Global economic crisis

Abstract

Capitalism, an economic system whereby land, labor, production, pricing and distribution are all determined by the market, has a history of moving from extended periods of rapid growth to relatively shorter periods of contraction.

The ongoing Global Financial Crisis 2008-09 actually has its roots in the closing years of the 20 th century when U.S. housing prices, after an uninterrupted, multi-year escalation, began declining. By mid-2008, there was an almost striking increase in mortgage delinquencies. This increase in delinquencies was followed by an alarming loss in value of securities backed with housing mortgages. And, this alarming loss in value meant an equally alarming decline in the capital of America’s largest banks and trillion-dollar government-backed mortgage lenders (like Freddie Mac and Fannie Mae; the government-backed mortgage lenders hold some $5 trillion in mortgage-backed securities).

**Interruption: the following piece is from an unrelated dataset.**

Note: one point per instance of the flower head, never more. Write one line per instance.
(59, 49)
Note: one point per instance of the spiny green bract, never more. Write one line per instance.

The $10 trillion mortgage market went into a state of severe turmoil. Outside of the U.S., the Bank of China and France’s BNP Paribas were the first international institutions to declare substantial losses from subprime-related securities. Just underneath the U.S. subprime debacle was the European subprime catastrophe. Ireland, Portugal, Spain and Italy were the worst hit. The U.S. Federal Reserve, the European Central Bank, the Bank of Japan, the Reserve Bank of Australia and the Bank of Canada all began injecting huge chunks of liquidity into the banking system. France, Germany and the United Kingdom announced more than €163 billion ($222 billion) of new bank liquidity and €700 billion (nearly $1 trillion) in interbank loan guarantees.

Operational and Compliance Risks

Operational risks associated with the global economic crisis are divided into financial and trading operational risks, while compliance risks are divided into debt compliance and reporting compliance and fraud.

Operational Risks

Because the global economic crisis was triggered by skyrocketing sub-prime mortgage foreclosures and subsequent bank lending limitations, financial risks are the primary focus of this subsection followed by a brief discussion of trading operational risks.

Financial Risks:

Financial risks are divided into the following risk categories: capital costs, currency translation, liquidity, commodities, capital availability, and credit ratings. Following is a summary of the major events that have transpired under each financial risk category.

Capital Costs:

Because commercial banks are fearful of lending to high-risk entities, U.S. junk bonds are now trading at more than 14 percentage points above comparable U.S. Treasury bonds relative to a spread of less than 6 percentage points in September 2008. Companies such as Texas-based El Paso Corp., one of the largest U.S. natural gas producers, were recently charged a 15.25 percent interest rate to borrow US $500 million for five years. As a result, delaying near-term growth plans may be an appropriate strategy for companies with junk bond status given exorbitant capital costs.